論文の概要: Transfer Learning on Multi-Fidelity Data
- arxiv url: http://arxiv.org/abs/2105.00856v1
- Date: Thu, 29 Apr 2021 00:06:19 GMT
- ステータス: 処理完了
- システム内更新日: 2021-05-04 13:35:46.862864
- Title: Transfer Learning on Multi-Fidelity Data
- Title(参考訳): 多元性データを用いた転送学習
- Authors: Dong H. Song and Daniel M. Tartakovsky
- Abstract要約: ニューラルネットワーク(NNs)は、しばしば複素系のダイナミクスを記述する部分微分方程式(PDEs)のサロゲートまたはエミュレータとして用いられる。
私たちは、トランスファーラーニングを用いた深層畳み込みNN(CNN)のトレーニングのためにデータ生成コストを削減するために、マルチファイダリティシミュレーションに依存しています。

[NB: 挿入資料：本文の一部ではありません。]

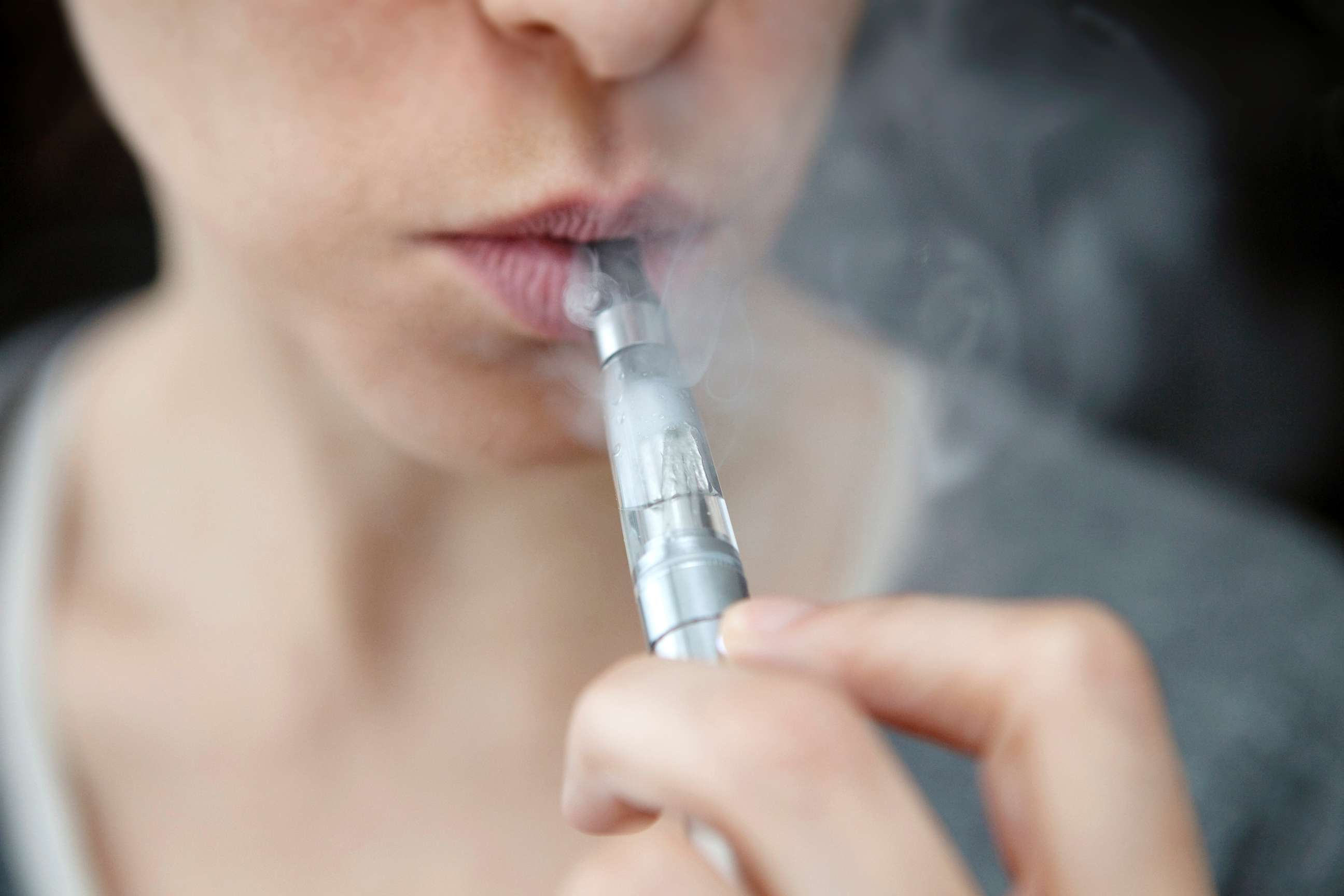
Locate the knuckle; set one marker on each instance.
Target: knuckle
(1085, 648)
(793, 731)
(607, 692)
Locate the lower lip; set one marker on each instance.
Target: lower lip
(528, 276)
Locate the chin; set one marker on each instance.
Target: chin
(486, 403)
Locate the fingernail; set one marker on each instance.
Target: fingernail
(764, 615)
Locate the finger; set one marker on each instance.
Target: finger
(1058, 699)
(657, 863)
(791, 772)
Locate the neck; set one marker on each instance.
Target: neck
(253, 494)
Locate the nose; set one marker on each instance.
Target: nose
(612, 39)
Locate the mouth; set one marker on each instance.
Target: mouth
(526, 262)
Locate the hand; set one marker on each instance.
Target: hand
(777, 750)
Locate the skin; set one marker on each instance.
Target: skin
(338, 551)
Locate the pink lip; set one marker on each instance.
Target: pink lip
(526, 261)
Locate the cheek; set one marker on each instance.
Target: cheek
(288, 123)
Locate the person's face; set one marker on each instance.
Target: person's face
(337, 156)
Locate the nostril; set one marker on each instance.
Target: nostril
(537, 31)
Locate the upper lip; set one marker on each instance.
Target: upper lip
(647, 215)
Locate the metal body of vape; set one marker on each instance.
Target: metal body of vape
(680, 544)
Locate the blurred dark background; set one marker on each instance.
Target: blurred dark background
(1135, 203)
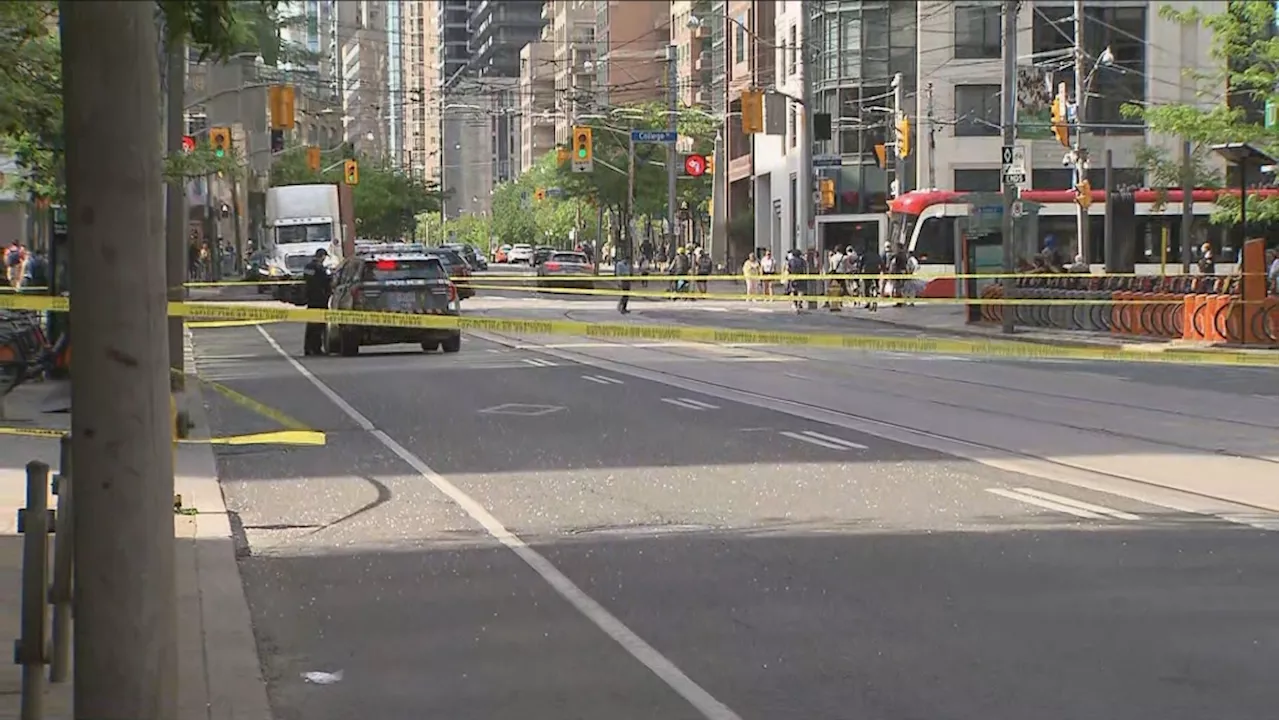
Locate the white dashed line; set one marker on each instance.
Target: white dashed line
(1059, 504)
(602, 379)
(705, 703)
(690, 404)
(823, 440)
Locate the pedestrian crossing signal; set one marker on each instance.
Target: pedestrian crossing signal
(220, 140)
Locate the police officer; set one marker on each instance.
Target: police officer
(316, 290)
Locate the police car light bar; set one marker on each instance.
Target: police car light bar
(389, 247)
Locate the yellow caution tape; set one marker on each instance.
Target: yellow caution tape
(849, 299)
(513, 326)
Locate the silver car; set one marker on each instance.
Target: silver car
(566, 269)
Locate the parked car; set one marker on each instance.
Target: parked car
(566, 269)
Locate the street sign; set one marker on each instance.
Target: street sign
(653, 136)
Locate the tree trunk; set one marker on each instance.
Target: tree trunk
(126, 600)
(176, 208)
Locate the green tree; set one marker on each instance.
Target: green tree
(1244, 57)
(611, 141)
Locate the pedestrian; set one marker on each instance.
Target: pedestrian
(622, 269)
(16, 264)
(316, 287)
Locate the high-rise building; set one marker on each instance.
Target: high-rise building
(690, 33)
(536, 103)
(420, 121)
(365, 77)
(631, 39)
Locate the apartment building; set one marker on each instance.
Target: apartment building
(366, 81)
(570, 32)
(631, 39)
(690, 33)
(420, 119)
(538, 114)
(960, 73)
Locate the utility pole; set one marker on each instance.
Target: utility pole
(899, 162)
(1188, 206)
(1079, 154)
(176, 205)
(672, 109)
(933, 130)
(1009, 133)
(126, 602)
(804, 194)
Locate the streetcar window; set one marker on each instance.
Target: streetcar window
(936, 242)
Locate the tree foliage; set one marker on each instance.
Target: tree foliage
(387, 200)
(1244, 58)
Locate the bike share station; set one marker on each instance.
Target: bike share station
(979, 244)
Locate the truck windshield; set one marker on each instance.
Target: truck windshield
(287, 235)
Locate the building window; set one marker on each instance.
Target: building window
(977, 109)
(791, 51)
(977, 181)
(977, 31)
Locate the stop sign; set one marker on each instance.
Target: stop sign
(695, 165)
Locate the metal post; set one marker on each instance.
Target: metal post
(1188, 206)
(804, 195)
(1109, 238)
(35, 586)
(899, 162)
(60, 587)
(176, 208)
(672, 109)
(932, 130)
(1009, 132)
(1082, 156)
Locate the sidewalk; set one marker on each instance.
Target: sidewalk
(218, 673)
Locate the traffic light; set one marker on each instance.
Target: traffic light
(827, 192)
(904, 136)
(1057, 117)
(753, 112)
(220, 140)
(1084, 195)
(280, 98)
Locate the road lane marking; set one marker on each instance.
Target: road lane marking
(848, 443)
(1078, 504)
(690, 404)
(1045, 504)
(647, 655)
(603, 379)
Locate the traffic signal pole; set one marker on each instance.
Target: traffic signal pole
(124, 605)
(176, 206)
(1009, 132)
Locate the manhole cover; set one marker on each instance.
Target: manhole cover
(525, 410)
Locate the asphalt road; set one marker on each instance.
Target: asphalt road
(782, 566)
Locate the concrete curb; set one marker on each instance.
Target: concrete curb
(234, 688)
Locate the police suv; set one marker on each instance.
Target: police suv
(392, 277)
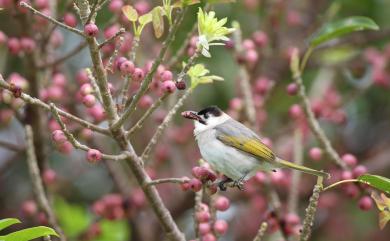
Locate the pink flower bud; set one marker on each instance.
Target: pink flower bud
(166, 75)
(195, 185)
(138, 74)
(315, 153)
(349, 159)
(58, 136)
(365, 203)
(202, 216)
(222, 203)
(359, 170)
(127, 67)
(91, 29)
(169, 86)
(94, 155)
(70, 20)
(292, 89)
(220, 227)
(145, 101)
(89, 100)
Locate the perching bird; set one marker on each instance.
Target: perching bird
(233, 149)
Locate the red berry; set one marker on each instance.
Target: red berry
(181, 85)
(166, 75)
(222, 203)
(195, 185)
(220, 227)
(91, 29)
(169, 86)
(292, 89)
(365, 203)
(315, 153)
(138, 74)
(94, 155)
(127, 67)
(359, 170)
(349, 159)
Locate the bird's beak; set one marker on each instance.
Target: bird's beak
(191, 115)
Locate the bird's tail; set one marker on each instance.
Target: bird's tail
(286, 164)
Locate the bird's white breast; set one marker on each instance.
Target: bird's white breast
(225, 159)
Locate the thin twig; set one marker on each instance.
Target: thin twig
(38, 184)
(34, 101)
(168, 180)
(109, 40)
(76, 143)
(311, 211)
(145, 84)
(151, 109)
(314, 126)
(164, 124)
(34, 11)
(66, 56)
(260, 234)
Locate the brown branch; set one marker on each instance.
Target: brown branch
(34, 101)
(38, 185)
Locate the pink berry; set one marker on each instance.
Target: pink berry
(315, 153)
(166, 75)
(222, 203)
(292, 89)
(127, 67)
(145, 102)
(14, 45)
(169, 86)
(204, 228)
(349, 159)
(58, 137)
(49, 176)
(89, 100)
(202, 216)
(138, 74)
(220, 227)
(181, 85)
(91, 29)
(195, 185)
(28, 44)
(295, 111)
(365, 203)
(359, 170)
(260, 38)
(70, 19)
(209, 237)
(115, 6)
(94, 155)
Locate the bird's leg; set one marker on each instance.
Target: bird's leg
(221, 184)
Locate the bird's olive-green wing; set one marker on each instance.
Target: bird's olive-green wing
(235, 134)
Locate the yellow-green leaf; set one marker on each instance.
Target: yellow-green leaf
(158, 21)
(4, 223)
(378, 182)
(342, 27)
(130, 13)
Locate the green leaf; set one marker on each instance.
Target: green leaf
(378, 182)
(73, 218)
(130, 13)
(29, 233)
(342, 27)
(158, 21)
(113, 231)
(4, 223)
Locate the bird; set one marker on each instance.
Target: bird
(233, 149)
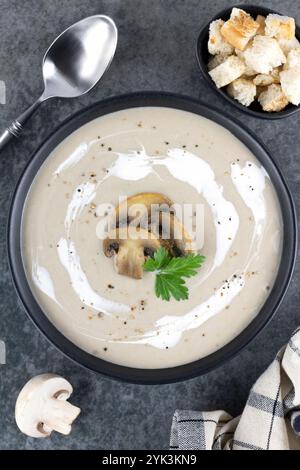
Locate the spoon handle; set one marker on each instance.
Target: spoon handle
(16, 127)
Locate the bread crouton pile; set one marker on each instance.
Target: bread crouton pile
(256, 59)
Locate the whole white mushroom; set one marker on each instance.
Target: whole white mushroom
(42, 406)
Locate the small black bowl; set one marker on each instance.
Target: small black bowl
(203, 57)
(185, 371)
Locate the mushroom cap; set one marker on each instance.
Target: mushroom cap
(139, 206)
(131, 246)
(41, 406)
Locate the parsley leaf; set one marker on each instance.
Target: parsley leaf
(170, 272)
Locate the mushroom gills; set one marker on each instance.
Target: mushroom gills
(139, 208)
(131, 247)
(145, 222)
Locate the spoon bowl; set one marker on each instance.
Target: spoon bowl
(72, 65)
(78, 58)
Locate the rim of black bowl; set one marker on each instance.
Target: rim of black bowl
(186, 371)
(202, 57)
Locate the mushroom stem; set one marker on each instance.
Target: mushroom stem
(41, 406)
(58, 415)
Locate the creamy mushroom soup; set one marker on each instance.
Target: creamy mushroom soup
(188, 159)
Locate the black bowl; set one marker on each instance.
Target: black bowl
(203, 57)
(173, 374)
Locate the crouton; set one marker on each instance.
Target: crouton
(229, 70)
(278, 26)
(259, 90)
(293, 59)
(264, 55)
(215, 60)
(290, 82)
(267, 79)
(249, 72)
(217, 44)
(288, 44)
(261, 20)
(239, 29)
(273, 99)
(242, 90)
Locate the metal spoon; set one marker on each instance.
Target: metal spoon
(72, 65)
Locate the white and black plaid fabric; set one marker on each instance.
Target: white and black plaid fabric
(270, 420)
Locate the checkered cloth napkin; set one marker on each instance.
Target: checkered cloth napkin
(270, 420)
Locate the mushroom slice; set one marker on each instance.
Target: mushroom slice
(174, 237)
(131, 247)
(138, 208)
(42, 406)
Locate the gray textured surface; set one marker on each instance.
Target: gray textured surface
(156, 51)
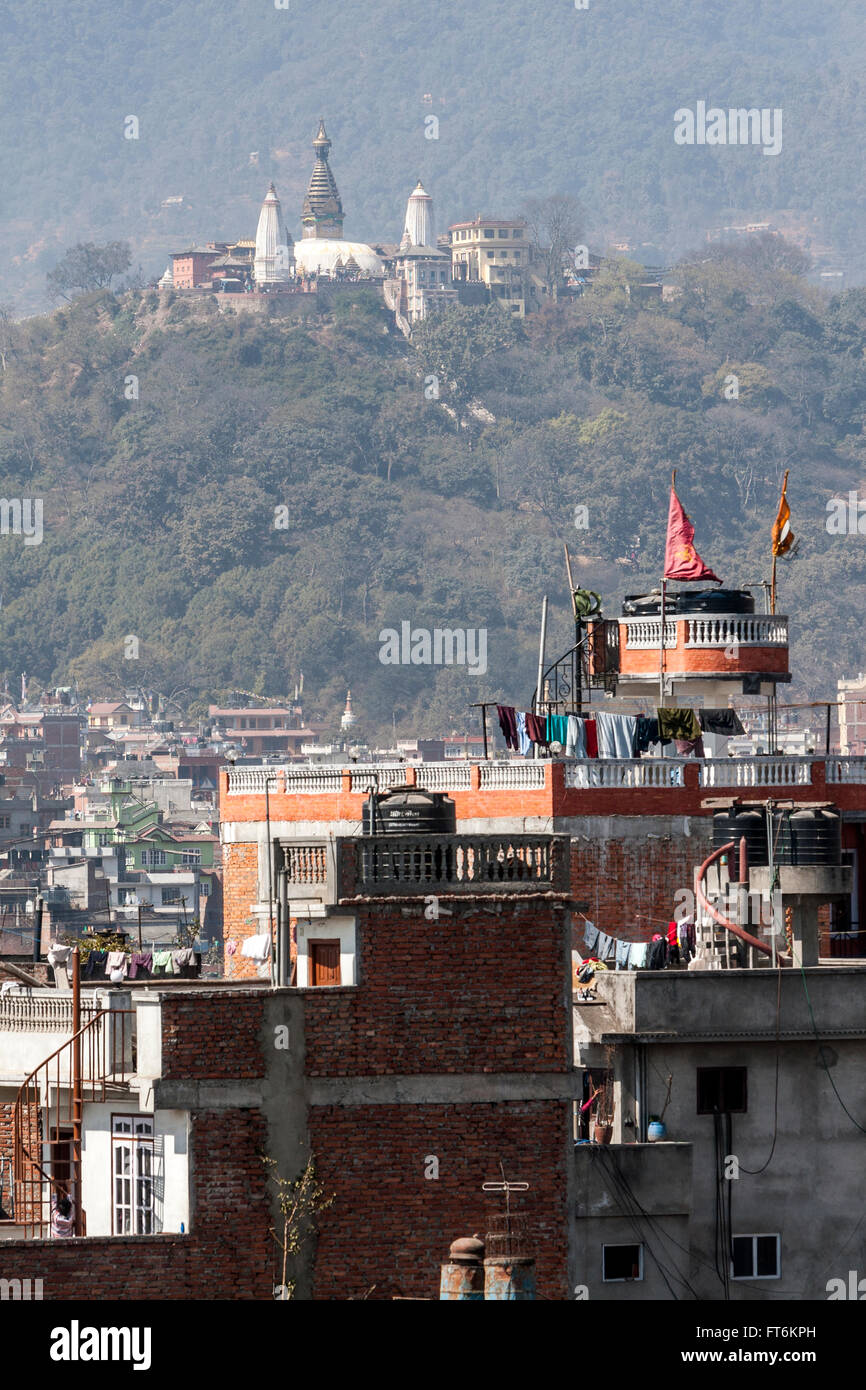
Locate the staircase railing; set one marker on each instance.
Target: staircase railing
(102, 1057)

数値実験により,比較的多数の低忠実度データと少ない高忠実度データとを混合することにより,計算速度と予測精度の最適バランスが得られた。
- 参考スコア(独自算出の注目度): 0.0
- License: http://arxiv.org/licenses/nonexclusive-distrib/1.0/
- Abstract: Neural networks (NNs) are often used as surrogates or emulators of partial
differential equations (PDEs) that describe the dynamics of complex systems. A
virtually negligible computational cost of such surrogates renders them an
attractive tool for ensemble-based computation, which requires a large number
of repeated PDE solves. Since the latter are also needed to generate sufficient
data for NN training, the usefulness of NN-based surrogates hinges on the
balance between the training cost and the computational gain stemming from
their deployment. We rely on multi-fidelity simulations to reduce the cost of
data generation for subsequent training of a deep convolutional NN (CNN) using
transfer learning. High- and low-fidelity images are generated by solving PDEs
on fine and coarse meshes, respectively. We use theoretical results for
multilevel Monte Carlo to guide our choice of the numbers of images of each
kind. We demonstrate the performance of this multi-fidelity training strategy
on the problem of estimation of the distribution of a quantity of interest,
whose dynamics is governed by a system of nonlinear PDEs (parabolic PDEs of
multi-phase flow in heterogeneous porous media) with uncertain/random
parameters. Our numerical experiments demonstrate that a mixture of a
comparatively large number of low-fidelity data and smaller numbers of high-
and low-fidelity data provides an optimal balance of computational speed-up and
prediction accuracy. The former is reported relative to both CNN training on
high-fidelity images only and Monte Carlo solution of the PDEs. The latter is
expressed in terms of both the Wasserstein distance and the Kullback-Leibler
divergence.
- Abstract(参考訳): ニューラルネットワーク(nns)は、複雑なシステムのダイナミクスを記述する偏微分方程式(pdes)のサロゲートやエミュレータとしてよく用いられる。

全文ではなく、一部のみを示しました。